Behind the scenes: At St Andrews yesterday, you couldn't help thinking of Sir John Junor and his beloved Auchtermuchty. Remember him?
He was the late editor of the Sunday Express who had a pathological distaste of Irish people and things Irish.
We passed through Auchtermuchty on the way to St Andrews from Edinburgh on Tuesday.
That was the town which, against all the corruption and evil of the modern world, Junor saw as the epitome of oul conservative Scottish decency.
But look at the cast that has just converged on his beloved home area around St Andrews: top brass Sinn Féiners, including former IRA prisoners; Taoiseach Bertie Ahern; Ian Paisley and his crew; a straggle of anti-war protesters gathered at the outside gates of the talks hotel; the usual motley gang of peace processors that has been processing from stately home to stately home to five-star hotel for donkeys years now. And, as usual, ready to pick a fight but unable to strike a deal.

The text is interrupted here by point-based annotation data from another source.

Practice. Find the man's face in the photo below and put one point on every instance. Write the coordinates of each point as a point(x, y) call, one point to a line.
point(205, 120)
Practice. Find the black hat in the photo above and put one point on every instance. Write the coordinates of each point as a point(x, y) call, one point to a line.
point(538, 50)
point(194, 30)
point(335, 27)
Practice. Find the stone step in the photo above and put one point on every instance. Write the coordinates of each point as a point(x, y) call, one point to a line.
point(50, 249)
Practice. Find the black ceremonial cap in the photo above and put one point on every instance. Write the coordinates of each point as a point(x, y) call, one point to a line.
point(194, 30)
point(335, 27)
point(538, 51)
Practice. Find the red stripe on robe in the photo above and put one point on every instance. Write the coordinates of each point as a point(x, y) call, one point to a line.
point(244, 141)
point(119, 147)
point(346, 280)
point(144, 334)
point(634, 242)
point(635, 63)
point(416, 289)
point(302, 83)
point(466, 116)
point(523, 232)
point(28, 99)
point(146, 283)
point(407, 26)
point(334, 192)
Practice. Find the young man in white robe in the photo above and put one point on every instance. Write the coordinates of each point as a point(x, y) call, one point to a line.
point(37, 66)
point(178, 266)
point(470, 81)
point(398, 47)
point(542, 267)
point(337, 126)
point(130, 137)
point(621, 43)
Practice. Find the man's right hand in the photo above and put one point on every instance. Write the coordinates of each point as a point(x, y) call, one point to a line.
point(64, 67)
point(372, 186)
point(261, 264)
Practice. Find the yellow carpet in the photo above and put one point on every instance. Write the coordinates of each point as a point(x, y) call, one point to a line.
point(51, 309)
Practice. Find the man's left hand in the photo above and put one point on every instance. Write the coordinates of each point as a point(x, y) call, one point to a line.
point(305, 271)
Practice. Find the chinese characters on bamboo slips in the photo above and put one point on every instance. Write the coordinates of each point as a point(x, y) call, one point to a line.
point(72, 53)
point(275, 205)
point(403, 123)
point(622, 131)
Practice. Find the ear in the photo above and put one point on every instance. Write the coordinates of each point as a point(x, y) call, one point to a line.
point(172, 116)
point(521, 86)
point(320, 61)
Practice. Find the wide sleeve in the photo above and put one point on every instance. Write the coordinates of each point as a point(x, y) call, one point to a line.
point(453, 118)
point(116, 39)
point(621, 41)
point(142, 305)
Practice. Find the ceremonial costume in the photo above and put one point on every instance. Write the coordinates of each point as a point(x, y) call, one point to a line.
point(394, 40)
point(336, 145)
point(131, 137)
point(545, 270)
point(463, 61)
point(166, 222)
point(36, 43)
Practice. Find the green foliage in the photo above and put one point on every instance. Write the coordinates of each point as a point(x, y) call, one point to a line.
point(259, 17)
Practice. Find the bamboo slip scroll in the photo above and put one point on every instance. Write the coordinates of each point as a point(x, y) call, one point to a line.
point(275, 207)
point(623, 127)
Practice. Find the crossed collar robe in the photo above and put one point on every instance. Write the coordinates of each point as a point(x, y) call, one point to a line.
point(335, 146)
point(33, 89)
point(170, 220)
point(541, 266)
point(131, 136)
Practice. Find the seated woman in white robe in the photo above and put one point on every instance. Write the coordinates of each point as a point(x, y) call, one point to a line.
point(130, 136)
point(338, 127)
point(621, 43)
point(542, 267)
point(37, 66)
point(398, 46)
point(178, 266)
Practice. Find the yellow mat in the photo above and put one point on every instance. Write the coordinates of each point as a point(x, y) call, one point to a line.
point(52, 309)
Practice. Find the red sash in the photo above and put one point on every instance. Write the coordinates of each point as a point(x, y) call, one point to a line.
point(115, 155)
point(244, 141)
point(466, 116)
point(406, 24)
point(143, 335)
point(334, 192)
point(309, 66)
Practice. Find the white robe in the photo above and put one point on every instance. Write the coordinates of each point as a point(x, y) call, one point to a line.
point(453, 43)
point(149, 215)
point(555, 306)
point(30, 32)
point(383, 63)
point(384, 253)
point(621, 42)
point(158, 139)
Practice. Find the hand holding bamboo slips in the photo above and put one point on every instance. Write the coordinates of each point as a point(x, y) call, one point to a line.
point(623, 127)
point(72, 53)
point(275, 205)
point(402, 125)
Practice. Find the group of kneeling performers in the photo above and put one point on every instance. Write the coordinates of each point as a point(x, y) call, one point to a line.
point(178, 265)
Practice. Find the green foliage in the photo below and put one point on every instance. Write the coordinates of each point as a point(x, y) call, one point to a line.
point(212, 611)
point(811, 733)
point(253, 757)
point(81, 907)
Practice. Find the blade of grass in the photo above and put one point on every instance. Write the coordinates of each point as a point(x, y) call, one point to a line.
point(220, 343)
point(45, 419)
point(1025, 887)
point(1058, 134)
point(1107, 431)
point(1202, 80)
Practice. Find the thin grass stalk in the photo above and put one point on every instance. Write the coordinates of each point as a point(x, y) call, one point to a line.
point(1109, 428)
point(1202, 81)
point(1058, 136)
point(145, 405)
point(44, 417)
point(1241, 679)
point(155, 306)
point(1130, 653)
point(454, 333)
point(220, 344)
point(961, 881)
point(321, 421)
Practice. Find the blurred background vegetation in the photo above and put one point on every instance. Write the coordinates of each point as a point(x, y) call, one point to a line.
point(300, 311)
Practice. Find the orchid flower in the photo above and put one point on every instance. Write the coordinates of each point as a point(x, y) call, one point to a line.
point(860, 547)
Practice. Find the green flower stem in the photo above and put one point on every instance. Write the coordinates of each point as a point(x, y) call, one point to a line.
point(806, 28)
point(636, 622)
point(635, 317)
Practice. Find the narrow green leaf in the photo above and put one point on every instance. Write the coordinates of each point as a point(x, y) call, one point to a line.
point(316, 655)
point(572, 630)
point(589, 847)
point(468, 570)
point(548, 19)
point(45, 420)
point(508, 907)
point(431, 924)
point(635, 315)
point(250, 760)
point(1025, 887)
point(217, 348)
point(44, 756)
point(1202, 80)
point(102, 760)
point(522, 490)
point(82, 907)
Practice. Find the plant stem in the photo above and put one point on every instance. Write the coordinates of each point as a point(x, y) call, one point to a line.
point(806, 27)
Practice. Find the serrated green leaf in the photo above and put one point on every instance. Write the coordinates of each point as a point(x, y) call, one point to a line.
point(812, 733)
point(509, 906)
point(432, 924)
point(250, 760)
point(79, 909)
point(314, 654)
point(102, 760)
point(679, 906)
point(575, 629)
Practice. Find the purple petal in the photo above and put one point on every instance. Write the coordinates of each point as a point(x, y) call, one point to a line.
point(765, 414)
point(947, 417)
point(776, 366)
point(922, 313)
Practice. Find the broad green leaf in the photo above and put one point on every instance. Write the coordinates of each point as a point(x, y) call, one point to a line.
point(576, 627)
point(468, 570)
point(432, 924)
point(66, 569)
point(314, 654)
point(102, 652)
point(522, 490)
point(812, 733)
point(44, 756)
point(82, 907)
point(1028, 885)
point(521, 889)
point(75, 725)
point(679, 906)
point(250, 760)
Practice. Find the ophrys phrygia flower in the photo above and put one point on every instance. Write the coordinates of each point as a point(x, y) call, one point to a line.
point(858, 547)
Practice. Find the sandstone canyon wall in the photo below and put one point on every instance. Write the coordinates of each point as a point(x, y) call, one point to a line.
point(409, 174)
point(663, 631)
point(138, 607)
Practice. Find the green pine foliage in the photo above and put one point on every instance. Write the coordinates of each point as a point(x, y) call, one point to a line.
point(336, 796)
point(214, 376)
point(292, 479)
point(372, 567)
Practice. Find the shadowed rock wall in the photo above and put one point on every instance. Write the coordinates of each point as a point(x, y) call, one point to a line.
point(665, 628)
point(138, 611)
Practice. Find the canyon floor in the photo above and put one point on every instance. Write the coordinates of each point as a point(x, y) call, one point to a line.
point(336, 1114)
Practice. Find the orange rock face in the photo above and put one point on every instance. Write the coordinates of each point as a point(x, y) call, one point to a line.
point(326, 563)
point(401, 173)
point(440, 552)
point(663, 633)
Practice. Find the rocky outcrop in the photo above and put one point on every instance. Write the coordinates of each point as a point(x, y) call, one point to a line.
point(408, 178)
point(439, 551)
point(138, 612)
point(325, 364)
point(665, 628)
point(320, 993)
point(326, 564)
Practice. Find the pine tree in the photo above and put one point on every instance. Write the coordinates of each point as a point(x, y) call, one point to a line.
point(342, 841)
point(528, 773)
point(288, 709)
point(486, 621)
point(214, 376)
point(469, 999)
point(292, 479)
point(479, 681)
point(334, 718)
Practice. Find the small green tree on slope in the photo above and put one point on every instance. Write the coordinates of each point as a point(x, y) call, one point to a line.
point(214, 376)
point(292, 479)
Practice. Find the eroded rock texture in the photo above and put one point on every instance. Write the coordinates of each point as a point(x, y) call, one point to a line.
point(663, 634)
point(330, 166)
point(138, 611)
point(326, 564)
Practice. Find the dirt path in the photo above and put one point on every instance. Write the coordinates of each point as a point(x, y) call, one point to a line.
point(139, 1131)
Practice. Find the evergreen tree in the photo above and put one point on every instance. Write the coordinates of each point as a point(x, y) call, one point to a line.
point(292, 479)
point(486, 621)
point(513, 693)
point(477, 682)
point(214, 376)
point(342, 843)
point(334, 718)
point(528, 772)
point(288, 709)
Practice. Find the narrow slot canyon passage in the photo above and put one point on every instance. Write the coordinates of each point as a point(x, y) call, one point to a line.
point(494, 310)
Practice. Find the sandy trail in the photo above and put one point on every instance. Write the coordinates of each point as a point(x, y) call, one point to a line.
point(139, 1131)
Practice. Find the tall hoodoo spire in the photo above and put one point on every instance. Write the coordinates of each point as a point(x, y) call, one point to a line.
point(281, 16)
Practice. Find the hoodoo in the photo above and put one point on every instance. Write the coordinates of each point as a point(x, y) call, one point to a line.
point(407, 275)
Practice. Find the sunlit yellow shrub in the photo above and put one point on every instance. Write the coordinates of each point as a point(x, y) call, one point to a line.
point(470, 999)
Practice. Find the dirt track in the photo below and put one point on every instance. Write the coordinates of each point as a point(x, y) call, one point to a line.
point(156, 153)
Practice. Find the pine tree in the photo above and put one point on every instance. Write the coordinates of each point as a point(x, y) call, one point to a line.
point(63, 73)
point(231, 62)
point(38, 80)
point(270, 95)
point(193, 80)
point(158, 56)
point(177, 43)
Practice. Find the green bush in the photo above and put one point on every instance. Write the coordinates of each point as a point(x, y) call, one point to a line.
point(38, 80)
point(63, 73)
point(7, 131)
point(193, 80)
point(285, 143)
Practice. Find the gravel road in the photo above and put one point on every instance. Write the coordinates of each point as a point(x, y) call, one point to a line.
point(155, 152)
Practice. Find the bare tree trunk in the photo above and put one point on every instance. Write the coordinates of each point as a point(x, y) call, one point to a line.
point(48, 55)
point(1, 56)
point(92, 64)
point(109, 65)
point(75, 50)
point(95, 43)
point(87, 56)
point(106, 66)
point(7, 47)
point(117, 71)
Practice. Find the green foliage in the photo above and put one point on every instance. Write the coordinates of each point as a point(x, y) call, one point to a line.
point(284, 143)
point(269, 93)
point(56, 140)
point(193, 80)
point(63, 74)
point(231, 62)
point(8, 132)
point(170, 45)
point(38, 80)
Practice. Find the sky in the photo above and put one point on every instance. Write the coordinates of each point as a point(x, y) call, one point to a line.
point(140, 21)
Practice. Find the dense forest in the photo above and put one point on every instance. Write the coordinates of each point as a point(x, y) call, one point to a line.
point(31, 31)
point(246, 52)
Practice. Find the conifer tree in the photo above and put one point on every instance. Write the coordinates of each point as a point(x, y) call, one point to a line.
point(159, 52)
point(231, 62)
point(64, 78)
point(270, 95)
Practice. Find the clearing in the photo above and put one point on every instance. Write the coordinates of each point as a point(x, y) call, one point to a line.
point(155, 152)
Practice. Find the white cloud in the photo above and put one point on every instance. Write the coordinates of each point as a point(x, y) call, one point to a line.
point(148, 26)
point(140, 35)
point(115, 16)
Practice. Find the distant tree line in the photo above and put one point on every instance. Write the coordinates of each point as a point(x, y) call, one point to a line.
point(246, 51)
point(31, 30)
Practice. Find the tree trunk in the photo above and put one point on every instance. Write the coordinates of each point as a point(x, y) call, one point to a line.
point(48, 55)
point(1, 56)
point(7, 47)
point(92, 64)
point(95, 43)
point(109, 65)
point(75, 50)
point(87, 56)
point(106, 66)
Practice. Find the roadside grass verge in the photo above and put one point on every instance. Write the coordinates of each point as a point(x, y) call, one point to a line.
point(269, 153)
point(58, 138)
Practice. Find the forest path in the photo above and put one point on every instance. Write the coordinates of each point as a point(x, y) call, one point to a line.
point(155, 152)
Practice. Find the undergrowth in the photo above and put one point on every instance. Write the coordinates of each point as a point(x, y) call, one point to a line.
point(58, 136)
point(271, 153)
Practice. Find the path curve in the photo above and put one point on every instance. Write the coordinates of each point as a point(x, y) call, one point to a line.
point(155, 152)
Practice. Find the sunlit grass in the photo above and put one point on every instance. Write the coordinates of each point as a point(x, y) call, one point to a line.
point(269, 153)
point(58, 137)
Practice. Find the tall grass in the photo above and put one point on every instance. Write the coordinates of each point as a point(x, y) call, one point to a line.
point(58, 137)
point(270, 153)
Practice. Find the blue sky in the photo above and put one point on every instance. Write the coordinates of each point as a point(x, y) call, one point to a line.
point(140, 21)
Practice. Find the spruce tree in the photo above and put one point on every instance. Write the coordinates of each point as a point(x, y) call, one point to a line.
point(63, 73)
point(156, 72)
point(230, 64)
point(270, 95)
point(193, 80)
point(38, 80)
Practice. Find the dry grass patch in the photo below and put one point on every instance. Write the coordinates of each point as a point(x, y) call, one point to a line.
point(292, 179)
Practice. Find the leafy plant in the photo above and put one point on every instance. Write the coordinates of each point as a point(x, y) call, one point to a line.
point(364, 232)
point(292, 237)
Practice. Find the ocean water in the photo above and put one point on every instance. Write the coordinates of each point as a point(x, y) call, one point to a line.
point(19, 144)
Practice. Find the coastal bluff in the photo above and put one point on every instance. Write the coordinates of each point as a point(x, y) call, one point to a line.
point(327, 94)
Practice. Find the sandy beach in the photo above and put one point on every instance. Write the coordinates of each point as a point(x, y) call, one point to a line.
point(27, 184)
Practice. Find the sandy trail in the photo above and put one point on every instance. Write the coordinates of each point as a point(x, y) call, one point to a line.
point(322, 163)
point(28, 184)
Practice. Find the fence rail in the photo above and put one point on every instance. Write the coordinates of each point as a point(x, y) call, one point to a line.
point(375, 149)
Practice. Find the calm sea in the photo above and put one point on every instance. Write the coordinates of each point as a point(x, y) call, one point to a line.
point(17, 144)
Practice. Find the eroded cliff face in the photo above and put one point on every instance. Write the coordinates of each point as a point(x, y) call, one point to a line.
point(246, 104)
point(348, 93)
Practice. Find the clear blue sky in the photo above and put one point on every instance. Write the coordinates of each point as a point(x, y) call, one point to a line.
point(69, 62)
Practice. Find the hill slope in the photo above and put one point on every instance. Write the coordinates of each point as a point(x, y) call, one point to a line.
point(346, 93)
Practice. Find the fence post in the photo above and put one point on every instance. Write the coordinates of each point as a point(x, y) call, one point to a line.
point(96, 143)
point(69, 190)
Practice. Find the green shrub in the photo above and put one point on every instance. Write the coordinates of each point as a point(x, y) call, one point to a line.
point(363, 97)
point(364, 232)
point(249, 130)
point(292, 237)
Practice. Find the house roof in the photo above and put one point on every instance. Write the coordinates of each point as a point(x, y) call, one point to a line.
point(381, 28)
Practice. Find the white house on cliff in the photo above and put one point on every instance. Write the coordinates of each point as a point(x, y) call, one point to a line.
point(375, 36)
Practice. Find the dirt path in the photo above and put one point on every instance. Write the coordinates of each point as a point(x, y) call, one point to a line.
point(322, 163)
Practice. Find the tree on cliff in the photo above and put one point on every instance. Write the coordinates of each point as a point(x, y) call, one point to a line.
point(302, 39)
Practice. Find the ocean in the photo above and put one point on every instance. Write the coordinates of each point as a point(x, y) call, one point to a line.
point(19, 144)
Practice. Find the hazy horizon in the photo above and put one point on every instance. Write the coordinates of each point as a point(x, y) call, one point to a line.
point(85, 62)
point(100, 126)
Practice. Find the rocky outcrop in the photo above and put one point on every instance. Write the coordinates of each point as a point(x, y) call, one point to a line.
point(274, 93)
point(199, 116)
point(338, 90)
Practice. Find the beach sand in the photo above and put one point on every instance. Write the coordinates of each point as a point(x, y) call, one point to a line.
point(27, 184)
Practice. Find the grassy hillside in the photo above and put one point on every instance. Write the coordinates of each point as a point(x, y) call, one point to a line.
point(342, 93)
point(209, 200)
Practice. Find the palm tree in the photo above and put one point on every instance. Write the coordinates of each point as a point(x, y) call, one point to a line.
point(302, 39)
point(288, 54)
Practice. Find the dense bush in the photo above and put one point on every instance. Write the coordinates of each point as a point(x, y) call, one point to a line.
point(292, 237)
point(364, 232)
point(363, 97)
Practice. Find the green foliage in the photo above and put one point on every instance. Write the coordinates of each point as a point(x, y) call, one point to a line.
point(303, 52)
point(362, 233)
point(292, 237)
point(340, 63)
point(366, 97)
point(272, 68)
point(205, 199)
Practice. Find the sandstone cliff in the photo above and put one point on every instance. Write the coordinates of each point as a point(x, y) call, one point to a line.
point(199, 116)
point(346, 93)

Poor John Junor. Such an invasion. Were he not spinning so wildly in his grave he would have been muttering repeatedly in recent days his famous catchphrase: "Pass the sick bag, please." Still, at least you could see St Andrews yesterday. The mist outside had lifted from the elemental horrors of the first day of the talks. But inside the Fairmont golf hotel, the political fog remained as dense as ever.
Ian Paisley and Gerry Adams were locked in a stand-off, playing their version of that popular afternoon TV programme, Deal or No Deal. The Doc wouldn't give a commitment on sharing power with Martin McGuinness, while the Sinn Féin president wouldn't provide a reciprocal pledge to sell policing to a Sinn Féin ardfheis.
Without agreement on these issues, there can be no deal. As SDLP leader Mark Durkan warned, it could all fall apart because Dr Paisley and Mr Adams couldn't work out "synchronised U-turns" on the respective issues of power-sharing and policing.
The governments may today try the tricky business of calling a deal, that is presenting the parties with a "best guess" paper outlining their read of an achievable agreement.
But it all hangs on Ian Paisley being prepared to say "Yes". The trouble is, it seems the last time he did so was 50 years ago today when he married his beloved Eileen.
Regardless of what happens in the negotiations today, his minders say he will be catching a plane home in good time to celebrate the anniversary with his baroness wife. As far as the Doc is concerned, the peace process can just wait. And wait. And wait.